Ares menatap ke langit mendung. “Ayahmu tidak mati karena serangan jantung. Dan ibumu Kirana, kamu harus siap menerima bahwa dia bukan seperti yang kamu bayangkan.”

Ucapan itu seperti palu menghantam dada Kirana. Ia menarik napas dalam, seolah dunia di sekelilingnya mendadak jadi sempit.

Dino menggenggam lengan Kirana. Lembut, tapi pasti. “Hei, apa pun yang bakal kita hadapi kita hadapi bareng. Oke?”

Untuk sesaat, Kirana merasa tenang. Tapi hanya sesaat.

Ares menambahkan, “Kita harus mulai dari Rumah Tua di Lembang. Malam ini.”

“Kenapa malam ini?” tanya Dino, agak waspada.

“Karena seseorang sedang menuju ke sana juga. Kalau kita terlambat, semua bukti bisa hilang.”

Dino mengangkat alis. “Rumah Tua di Lembang? Astaga, tempat itu nggak ada sinyal, jalannya rusak, dan konon ada suara perempuan menangis tiap malam Jumat.”

“Justru karena itulah tempat itu tak pernah dijamah,” kata Ares dengan nada tegas.

Kirana menatap dua laki-laki itu silih berganti. Di satu sisi Ares begitu serius dan terikat masa lalu, sementara Dino meski cengengesan ternyata lebih cepat paham suasana hati. Perpaduan mereka seperti dua kutub yang saling menekan, tapi justru membuatnya merasa aman.

“Kalau memang penting, kita berangkat malam ini. Tapi aku butuh tahu siapa sebenarnya kamu, Ares?” tanya Kirana, menatapnya lurus.

“Aku pernah jadi bagian dari rencana ayahmu. Tapi saat semuanya kacau, aku menghilang. Bukan karena takut. Tapi karena jika aku tetap di sana kamu mungkin nggak akan selamat.”

Kirana menunduk. Nafasnya tercekat. Kata-kata Ares seperti membuka pintu yang selama ini terkunci rapat.

Dino memutar bola matanya. “Oke, oke. Ini udah kayak adegan drama jam tujuh malam. Tapi serius, kalau kamu bohong atau nyakitin Kirana, aku nggak akan segan lempar kamu pakai Tupperware isi batu bata.”
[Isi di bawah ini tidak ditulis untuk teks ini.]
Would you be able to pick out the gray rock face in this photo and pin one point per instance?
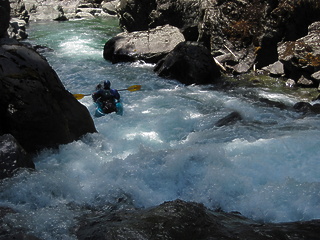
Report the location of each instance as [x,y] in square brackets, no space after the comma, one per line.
[12,156]
[302,57]
[149,46]
[34,105]
[190,63]
[146,14]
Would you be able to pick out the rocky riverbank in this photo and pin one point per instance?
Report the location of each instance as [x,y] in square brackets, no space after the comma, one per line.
[277,38]
[36,110]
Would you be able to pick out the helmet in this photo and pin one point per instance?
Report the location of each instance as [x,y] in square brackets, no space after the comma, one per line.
[106,84]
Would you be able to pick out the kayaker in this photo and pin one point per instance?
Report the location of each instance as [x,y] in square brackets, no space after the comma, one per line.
[105,97]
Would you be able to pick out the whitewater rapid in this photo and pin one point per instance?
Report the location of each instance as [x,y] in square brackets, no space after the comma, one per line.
[165,146]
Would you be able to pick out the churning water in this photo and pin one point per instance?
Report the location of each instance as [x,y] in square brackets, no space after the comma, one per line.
[165,146]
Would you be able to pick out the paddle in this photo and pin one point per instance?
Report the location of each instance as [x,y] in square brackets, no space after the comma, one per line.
[131,89]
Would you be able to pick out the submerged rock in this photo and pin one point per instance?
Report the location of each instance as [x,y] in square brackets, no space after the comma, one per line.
[190,63]
[187,220]
[149,46]
[12,156]
[302,57]
[230,119]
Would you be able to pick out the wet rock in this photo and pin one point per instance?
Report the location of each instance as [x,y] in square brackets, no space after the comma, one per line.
[110,7]
[316,76]
[10,231]
[149,46]
[276,69]
[302,57]
[186,220]
[12,156]
[272,103]
[189,63]
[305,82]
[35,107]
[307,108]
[145,14]
[17,29]
[230,119]
[4,17]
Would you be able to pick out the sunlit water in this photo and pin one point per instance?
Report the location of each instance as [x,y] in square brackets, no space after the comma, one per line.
[165,146]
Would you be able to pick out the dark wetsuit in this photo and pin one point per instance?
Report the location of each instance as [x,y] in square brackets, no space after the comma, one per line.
[107,99]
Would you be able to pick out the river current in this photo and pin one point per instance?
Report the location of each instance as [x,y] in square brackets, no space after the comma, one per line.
[165,145]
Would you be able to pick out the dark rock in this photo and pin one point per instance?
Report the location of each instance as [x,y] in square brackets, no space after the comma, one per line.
[251,29]
[272,103]
[303,107]
[275,69]
[302,57]
[17,29]
[149,46]
[316,76]
[12,156]
[188,221]
[35,107]
[4,17]
[304,82]
[232,118]
[110,7]
[145,14]
[190,63]
[9,231]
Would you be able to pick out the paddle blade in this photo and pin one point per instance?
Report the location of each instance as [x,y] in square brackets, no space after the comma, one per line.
[134,88]
[79,96]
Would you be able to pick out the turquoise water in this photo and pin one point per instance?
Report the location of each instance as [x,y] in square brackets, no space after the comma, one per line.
[165,145]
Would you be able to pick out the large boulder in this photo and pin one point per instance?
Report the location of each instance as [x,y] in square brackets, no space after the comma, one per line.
[4,17]
[246,30]
[190,63]
[186,220]
[302,57]
[145,14]
[12,156]
[34,105]
[149,46]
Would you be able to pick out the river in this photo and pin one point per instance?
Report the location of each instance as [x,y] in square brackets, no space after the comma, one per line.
[165,145]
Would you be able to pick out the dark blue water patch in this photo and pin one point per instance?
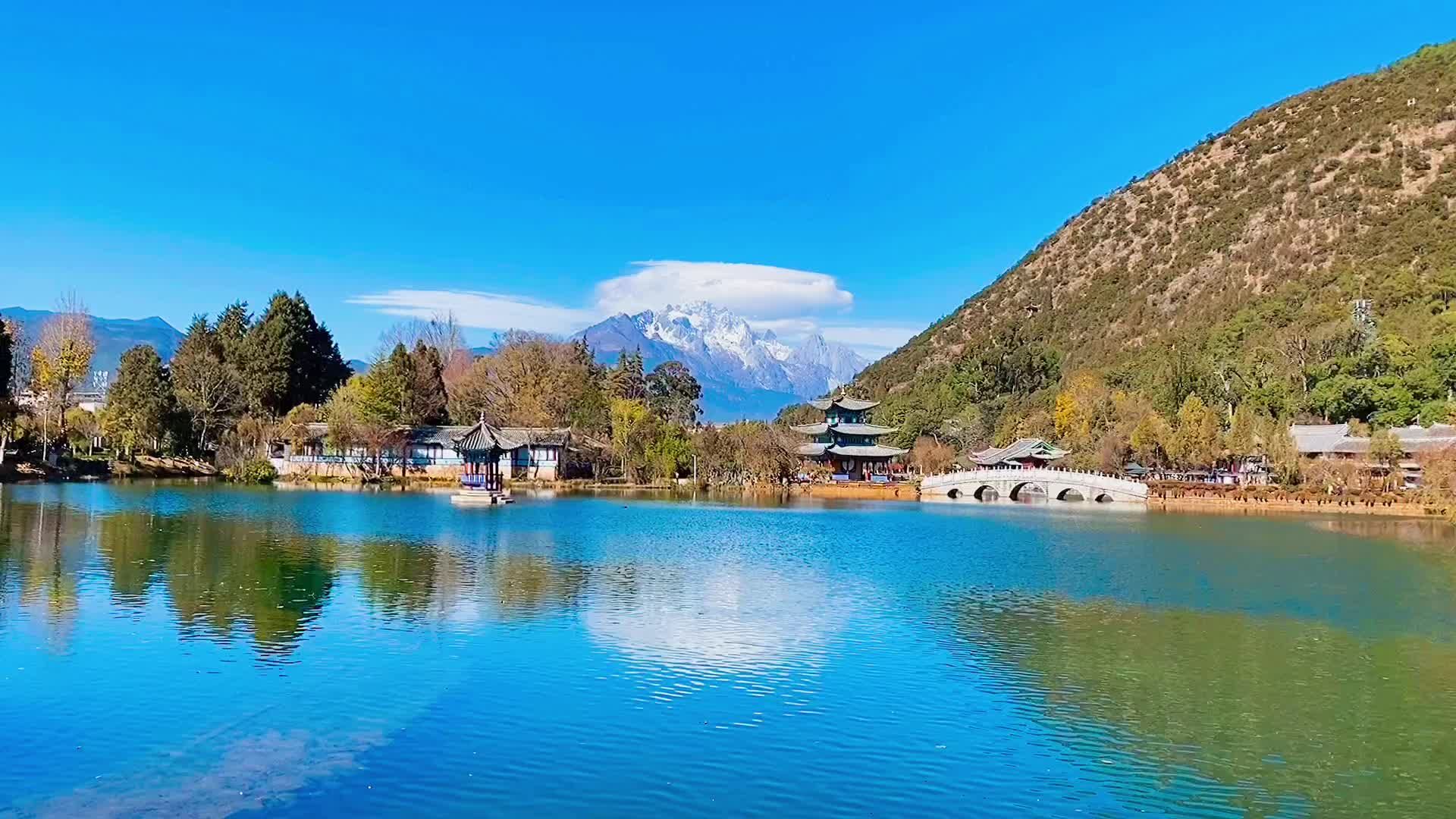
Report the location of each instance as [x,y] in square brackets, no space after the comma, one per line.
[210,651]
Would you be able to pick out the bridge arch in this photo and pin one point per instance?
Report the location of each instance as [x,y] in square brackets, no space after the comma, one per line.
[1028,490]
[1024,483]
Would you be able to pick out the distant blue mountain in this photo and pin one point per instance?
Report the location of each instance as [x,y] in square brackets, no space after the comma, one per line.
[114,337]
[745,373]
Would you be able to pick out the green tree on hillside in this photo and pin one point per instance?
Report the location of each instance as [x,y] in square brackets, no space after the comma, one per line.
[289,357]
[209,387]
[626,379]
[673,392]
[140,401]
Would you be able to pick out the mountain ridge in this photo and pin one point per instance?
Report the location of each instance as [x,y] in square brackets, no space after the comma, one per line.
[745,373]
[112,337]
[1304,206]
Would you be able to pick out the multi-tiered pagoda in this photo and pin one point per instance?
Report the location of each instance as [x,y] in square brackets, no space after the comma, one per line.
[846,442]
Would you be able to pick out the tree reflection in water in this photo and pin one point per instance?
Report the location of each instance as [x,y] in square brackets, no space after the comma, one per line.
[42,550]
[224,577]
[1279,708]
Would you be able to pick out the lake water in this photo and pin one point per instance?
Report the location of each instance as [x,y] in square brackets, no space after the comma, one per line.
[209,651]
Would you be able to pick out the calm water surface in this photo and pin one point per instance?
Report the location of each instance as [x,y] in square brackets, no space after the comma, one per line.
[210,651]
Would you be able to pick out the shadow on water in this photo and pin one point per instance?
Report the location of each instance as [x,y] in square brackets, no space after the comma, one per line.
[278,645]
[1288,714]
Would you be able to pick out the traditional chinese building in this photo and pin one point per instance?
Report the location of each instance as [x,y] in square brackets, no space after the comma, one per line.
[846,442]
[1022,452]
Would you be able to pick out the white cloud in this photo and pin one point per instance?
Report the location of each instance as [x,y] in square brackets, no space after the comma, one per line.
[487,311]
[770,297]
[755,290]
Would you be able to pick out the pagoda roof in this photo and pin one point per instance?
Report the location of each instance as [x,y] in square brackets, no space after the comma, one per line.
[842,428]
[843,403]
[862,428]
[484,438]
[1019,449]
[865,450]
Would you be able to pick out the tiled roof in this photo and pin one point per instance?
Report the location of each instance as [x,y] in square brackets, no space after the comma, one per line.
[852,404]
[862,428]
[874,450]
[1424,439]
[843,428]
[1323,439]
[443,435]
[1021,447]
[539,436]
[484,438]
[1318,438]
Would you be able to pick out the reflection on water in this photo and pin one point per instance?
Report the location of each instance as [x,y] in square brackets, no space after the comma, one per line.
[712,620]
[1285,713]
[207,651]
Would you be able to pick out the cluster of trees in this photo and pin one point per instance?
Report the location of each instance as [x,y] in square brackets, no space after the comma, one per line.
[1375,349]
[239,381]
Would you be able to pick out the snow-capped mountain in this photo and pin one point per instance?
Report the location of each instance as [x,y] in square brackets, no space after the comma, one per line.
[746,373]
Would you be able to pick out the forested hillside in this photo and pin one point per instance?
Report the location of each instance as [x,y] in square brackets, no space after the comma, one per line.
[1232,275]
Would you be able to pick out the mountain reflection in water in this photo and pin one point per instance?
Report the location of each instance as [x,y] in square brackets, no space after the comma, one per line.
[210,651]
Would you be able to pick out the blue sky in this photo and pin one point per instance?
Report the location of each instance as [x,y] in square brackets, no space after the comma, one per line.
[519,165]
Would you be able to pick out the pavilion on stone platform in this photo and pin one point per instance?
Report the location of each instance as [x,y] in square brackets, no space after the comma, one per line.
[846,442]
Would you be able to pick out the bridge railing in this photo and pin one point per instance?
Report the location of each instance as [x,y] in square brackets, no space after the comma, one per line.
[1038,474]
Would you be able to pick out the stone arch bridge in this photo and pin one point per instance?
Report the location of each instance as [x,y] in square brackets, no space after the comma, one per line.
[1015,483]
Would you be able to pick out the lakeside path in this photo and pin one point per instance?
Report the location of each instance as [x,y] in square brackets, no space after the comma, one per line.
[1283,506]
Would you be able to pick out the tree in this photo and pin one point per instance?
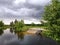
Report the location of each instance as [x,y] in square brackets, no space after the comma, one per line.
[11,24]
[52,15]
[15,21]
[32,24]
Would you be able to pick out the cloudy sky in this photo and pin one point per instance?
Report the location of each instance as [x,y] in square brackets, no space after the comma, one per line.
[28,10]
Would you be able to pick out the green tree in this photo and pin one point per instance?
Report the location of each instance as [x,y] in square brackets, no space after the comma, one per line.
[15,21]
[11,24]
[1,24]
[52,16]
[32,24]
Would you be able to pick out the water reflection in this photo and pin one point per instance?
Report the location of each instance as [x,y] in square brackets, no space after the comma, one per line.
[1,32]
[11,30]
[20,35]
[10,37]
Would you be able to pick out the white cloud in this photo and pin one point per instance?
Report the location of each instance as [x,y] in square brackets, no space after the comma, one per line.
[38,2]
[19,1]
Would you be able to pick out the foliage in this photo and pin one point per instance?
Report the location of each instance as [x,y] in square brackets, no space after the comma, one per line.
[20,26]
[52,15]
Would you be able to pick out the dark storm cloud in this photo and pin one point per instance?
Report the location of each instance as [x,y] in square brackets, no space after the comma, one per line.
[22,9]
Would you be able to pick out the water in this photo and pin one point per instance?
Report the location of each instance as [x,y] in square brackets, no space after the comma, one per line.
[8,37]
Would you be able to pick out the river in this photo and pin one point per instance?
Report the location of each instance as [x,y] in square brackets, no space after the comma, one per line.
[8,37]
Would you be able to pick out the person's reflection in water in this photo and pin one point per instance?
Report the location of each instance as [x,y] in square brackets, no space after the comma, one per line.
[20,35]
[1,32]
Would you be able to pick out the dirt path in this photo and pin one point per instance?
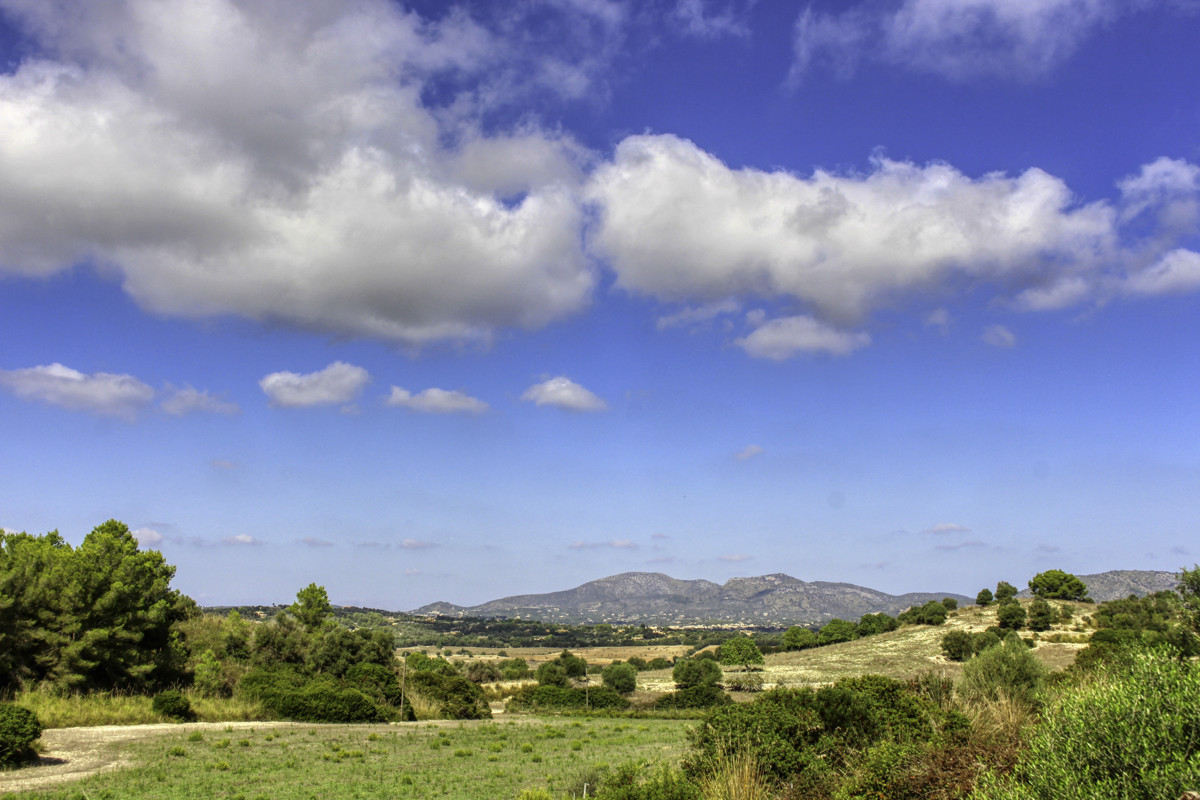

Ares menoleh, akhirnya tersenyum tipis. “Kamu lucu.”

“Dan kamu terlalu serius. Cocoknya jadi aktor sinetron kejar tayang,” balas Dino cepat.

Kirana tertawa kecil. Untuk pertama kalinya hari itu, tawanya terdengar tulus. Ia menyandarkan tubuhnya sebentar ke bahu Dino.

“Terima kasih, Din. Kamu selalu tahu kapan harus bikin suasana jadi nggak nyesek.”

Dino menatapnya sebentar, lalu dengan suara pelan, “Aku selalu tahu kapan kamu butuh tempat bersandar. Tapi kayaknya, sekarang kamu mulai punya dua bahu untuk dipilih.”

Kirana menoleh padanya, lalu ke arah Ares. Untuk sesaat, senyumnya hilang, diganti dengan raut bingung yang dalam. Tapi ia tahu, apapun yang menantinya malam ini di Rumah Tua Lembang, bukan hanya misteri yang akan ia hadapi melainkan juga bagian dari dirinya yang selama ini ia sembunyikan.